David Powell LAAS-CNRS, Toulouse, France david.powell@laas.fr Full Paper in Postscript File
A distributed system can be defined as a set of computing nodes, interconnected by a communication network, that cooperate to carry out some common work. The nodes can typically be considered as independent from the viewpoint of failures, so distribution can be a useful framework for providing fault tolerance. However, distribution of system state and other dependencies between cooperating tasks also mean that a distributed service can easily be disrupted if any of the nodes involved should fail. With the added potential complication of unreliable communication, distributed services often need to be made fault-tolerant if they are to be useful. These two opposing facets of the relationship between fault-tolerance and distribution are strong motivations for distributed fault tolerance techniques. An important characteristic of these techniques is that error processing and fault treatment are implemented mainly by software using distributed, message-passing algorithms.

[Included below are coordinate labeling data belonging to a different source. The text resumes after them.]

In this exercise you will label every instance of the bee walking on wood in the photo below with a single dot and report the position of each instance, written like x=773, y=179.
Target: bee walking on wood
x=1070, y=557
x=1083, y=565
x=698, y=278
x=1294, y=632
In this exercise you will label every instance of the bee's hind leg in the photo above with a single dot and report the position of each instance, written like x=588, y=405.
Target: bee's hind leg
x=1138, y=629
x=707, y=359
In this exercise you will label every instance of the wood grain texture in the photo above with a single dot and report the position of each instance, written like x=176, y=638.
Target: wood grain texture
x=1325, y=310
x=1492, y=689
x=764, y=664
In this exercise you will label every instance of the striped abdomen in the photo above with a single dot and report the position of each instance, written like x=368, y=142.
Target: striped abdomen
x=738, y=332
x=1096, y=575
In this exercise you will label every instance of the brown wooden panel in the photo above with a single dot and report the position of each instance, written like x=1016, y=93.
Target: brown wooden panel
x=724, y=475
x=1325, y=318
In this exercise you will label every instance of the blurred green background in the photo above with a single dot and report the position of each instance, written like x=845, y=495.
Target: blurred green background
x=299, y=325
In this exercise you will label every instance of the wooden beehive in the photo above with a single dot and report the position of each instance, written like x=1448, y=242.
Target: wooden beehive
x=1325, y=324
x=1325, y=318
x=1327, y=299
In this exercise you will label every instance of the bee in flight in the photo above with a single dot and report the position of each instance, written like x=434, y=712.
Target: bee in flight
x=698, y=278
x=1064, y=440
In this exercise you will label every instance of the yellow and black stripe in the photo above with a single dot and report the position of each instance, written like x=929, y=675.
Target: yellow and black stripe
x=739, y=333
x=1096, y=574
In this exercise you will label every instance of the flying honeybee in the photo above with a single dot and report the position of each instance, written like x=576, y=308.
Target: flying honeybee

The tutorial will address distributed system models and assumptions, consistency issues, and fault-tolerance based on recovery and replication. Speaker's biography Dr. David Powell holds a position of "Directeur de Recherche" at LAAS-CNRS, Toulouse, where he leads the Dependable Computing and Fault Tolerance Research Group. He has written over ninety papers for international and national journals and conferences, is co-author of two books on dependable computing and holds a patent for a fault and damage-tolerant network for data transmission. His current research work concerns distributed algorithms for software-implemented fault-tolerance, stochastic Petri net modelling for dependability evaluation and the use of fault injection for estimating fault-tolerance coverage. He has managed several national and European research contracts. In particular, he was the Scientific Director of the Delta-4 Esprit project and is currently chief architect of the GUARDS Esprit project. He has acted as a consultant for several aerospace, telecommunication and data processing companies in France and for the European Commission. Dr. Powell is a member of ACM and IEEE.